Using online gearing top speed calculators I realized that the bigger the diameter of the wheels, the higher the theoretical gearing top speed is. Why is that? Why does bigger wheel act as increasing the gear ratio and thus increasing the theoretical gearing top speed, does bigger wheels also reduce the torque going to the ground because it makes the gearing taller?
The answer lies in the rpm conversion to ground travel. Any gearing in a motor vehicle is designed to provide sufficient torque to begin moving (with load, of course) and to keep the engine in the appropriate rpm range.
Consider one thousand engine revolutions. The transmission converts that through the cogs and shafts and belts (CVT) and torque converters (automatic transmissions/locking) into a different value on the output shaft. Depending on the vehicle design, this revolution is then passed through a differential, which is going to change the value again.

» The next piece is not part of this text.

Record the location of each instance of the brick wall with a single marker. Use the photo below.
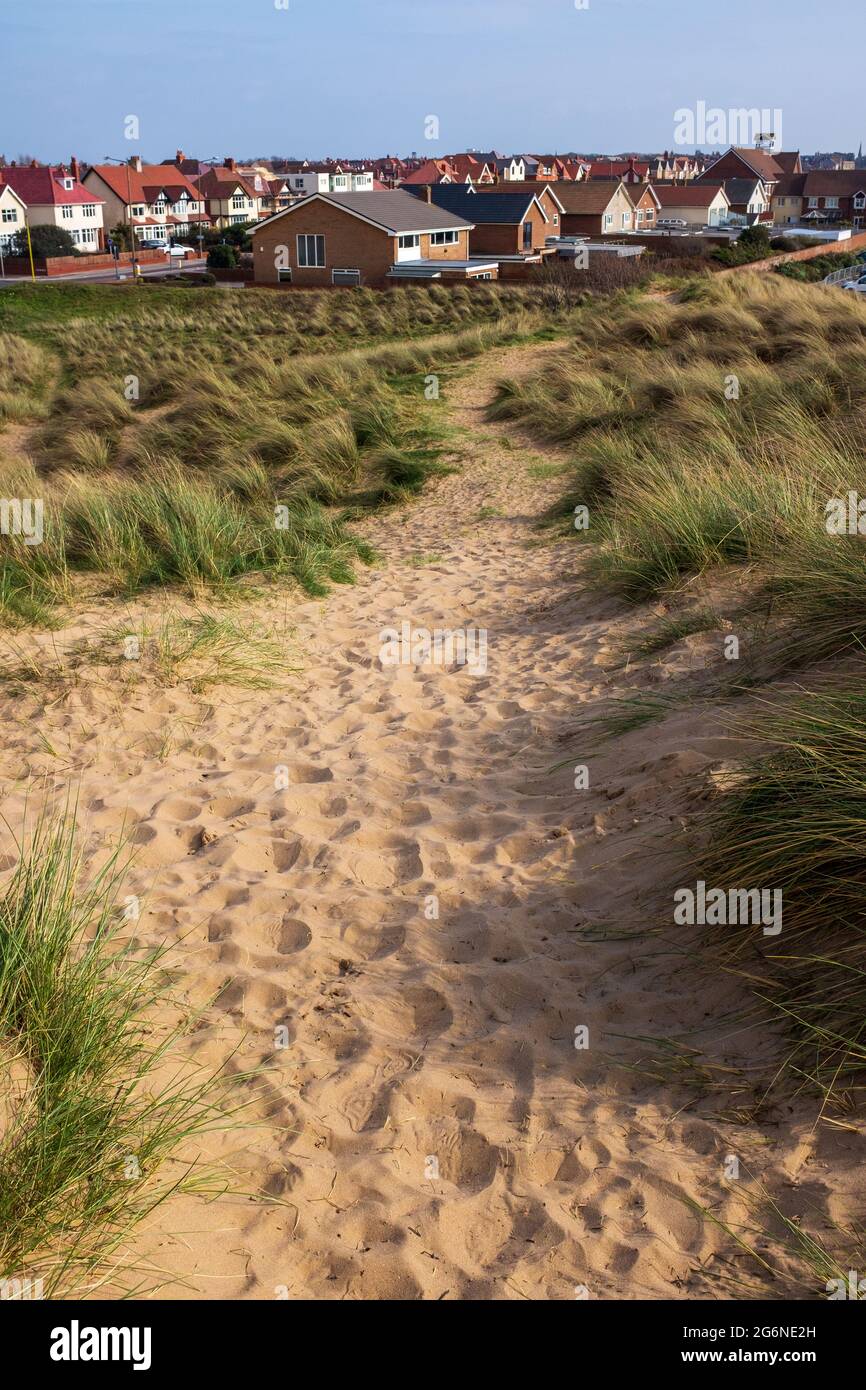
(852, 243)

Allowing for the incredibly high revolutions per minute of an internal combustion engine, the ratio will be substantial. As an example, Car & Driver magazine, November 2022, p.53, lists 5.2 miles per hour per 1000 rpm for the 2023 Toyota GR Corolla Circuit. This would represent the speed on the tested tires, Michelin Pilot Sport 4, 235/40ZR18. Sixty thousand revolutions during that hour traveling five point two miles calculates to about six inches for each engine revolution. An increase in tire diameter of approximately one-third of an inch adds an inch of travel.

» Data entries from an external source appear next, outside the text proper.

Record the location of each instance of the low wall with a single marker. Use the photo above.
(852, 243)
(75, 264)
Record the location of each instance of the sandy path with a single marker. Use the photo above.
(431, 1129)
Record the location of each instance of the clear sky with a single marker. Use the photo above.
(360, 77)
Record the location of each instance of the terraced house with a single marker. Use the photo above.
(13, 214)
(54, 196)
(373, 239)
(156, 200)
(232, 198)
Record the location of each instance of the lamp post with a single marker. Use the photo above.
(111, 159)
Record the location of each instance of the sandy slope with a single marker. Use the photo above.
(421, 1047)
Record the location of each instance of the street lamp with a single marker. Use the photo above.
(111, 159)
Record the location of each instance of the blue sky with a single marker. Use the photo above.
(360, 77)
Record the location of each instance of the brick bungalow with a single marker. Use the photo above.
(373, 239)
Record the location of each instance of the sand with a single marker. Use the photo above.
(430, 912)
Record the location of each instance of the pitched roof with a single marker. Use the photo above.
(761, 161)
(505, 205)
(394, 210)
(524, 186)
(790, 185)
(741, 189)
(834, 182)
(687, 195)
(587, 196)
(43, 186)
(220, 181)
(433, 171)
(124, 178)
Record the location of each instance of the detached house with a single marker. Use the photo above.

Changing the tire size to something smaller would result in less distance traveled during that one hour and conversely, a larger tire would result in a greater distance traveled.
As you suggest, the effective gearing is also changed. The last mechanical conversion of the power train is the distance from the center of the wheel to the ground. A lever with a greater length (larger tire), pivoting from one end (wheel hub) requires more force to move the equivalent mass at the end (entire motor vehicle) than a smaller lever (smaller tire) does.
Small tires = more torque, less speed. Large tires = less torque, more speed.
This is obviously a simplification, but does factor in when one allows for the necessity to either re-calibrate one's speedometer or determine the speed change with a tire change.